If instead you used the External measurements template for example you would find that the baseline building surface areas, floor area and zone volumes would be different after loading the baseline constructions because these generally have a different thickness to those selected for the proposed building.
Note: When loading an activity template, it will update the lighting schedule.
For the proposed building design, where no heating or cooling systems exist or have been specified, the heating or cooling systems shall be identical to the systems modelled in the baseline building design.
Baseline DX Cooling Coil Efficiency Input
From the ASHRAE 90.1 Standard, all HVAC equipment in the baseline building design shall be modelled at the minimum efficiency levels, both part load and full load. The efficiency rating that includes the supply fan energy shall be adjusted to remove the supply fan energy so that supply fan energy can be modelled separately. To help meet this requirement, for baseline systems that use DX cooling coils, i.e., systems #1 through #6, the COP input can be calculated using a simple ASHRAE COP calculation tool.
You can download the COP calculation tool from our website. Thanks to Germán Campos from Ecoeficiente for providing it!
Note: The calculation requires a sizing run as the cooling capacity is a mandatory input to the program.
EnergyPlus provides a "LEED Summary" report which is displayed on the Summary tab after the simulation if the appropriate option is checked on the Output tab of the Simulation options dialog under the Summary Tables header.
To convert a standard EnergyPlus model to be treated as a proposed building go to the Regions tab at site level and set the Mandatory energy code to one of the ASHRAE 90.1 energy codes. You will be warned to check that the ASHRAE climate zone is correctly set. The default climate zone can be overridden at site level under the Location header.

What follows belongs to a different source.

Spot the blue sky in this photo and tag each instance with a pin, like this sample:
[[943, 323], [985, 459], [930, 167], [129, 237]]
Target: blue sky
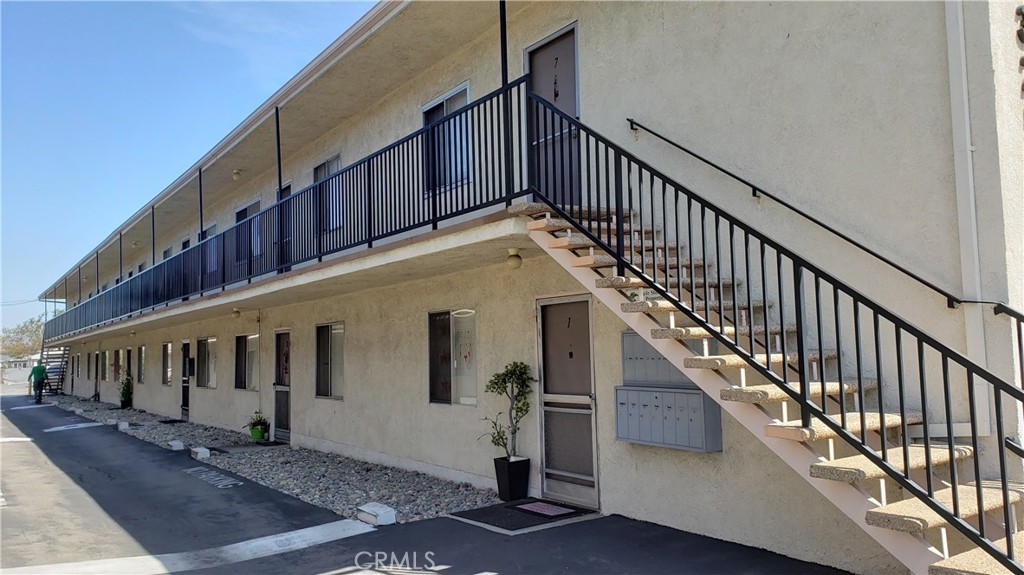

"Unmet hours" of a building are the summation of the number of hours when the heating or the cooling set point temperature of a zone is not met either by the HVAC system or by the plant. The data is provided in the Summary report as:
When each zone is unmet in the specified hours as beside
Zone 1 unmet during hours: 6 8 14 16
Zone 2 unmet during hours: 6 8 12 16
Zone 3 unmet during hours: 7 8 12 13
Total number of unmet hours of the building: 7 hrs and not 12 hrs.
6 7 8 12 13 14 16
The above information on Unmet hours is sourced from a post by Ashu Gupta (and subsequent posts) on the bldg-sim mailing list.
Possible causes of unmet load hours are as follows:
Undersized HVAC Equipment.
Improper temperature setpoints.
Inaccurate internal load calculations.
Incorrect zone sizing.
Incorrect system sizing.
Incorrect control of HVAC components (e.g. SPM type).
Low performance envelope.
Using weather data that does not represent typical conditions or does not account for climate variations.
Incorrect modelling of Air Distribution Units.
Improper AHU and zone OA / supply airflow rates.
To help identify and fix the issue, the following checks can be made:
Check design temperature for each plant loop.
Check the operational temperature in the plant loop’s SPM.
Check the operational temperature in the air loop's SPM.
Check airside economisers configuration.
Check HVAC operation schedules (e.g. make sure that zone thermostat schedules agree with schedules of HVAC system operation).
Check whether the zone is supplied with enough cold/warm airflow.
Check the weather file for hot/cold periods that are more extreme than the design day conditions.
Check whether the performance curves of an equipment (HP,VRF, coil) are reducing the available capacity.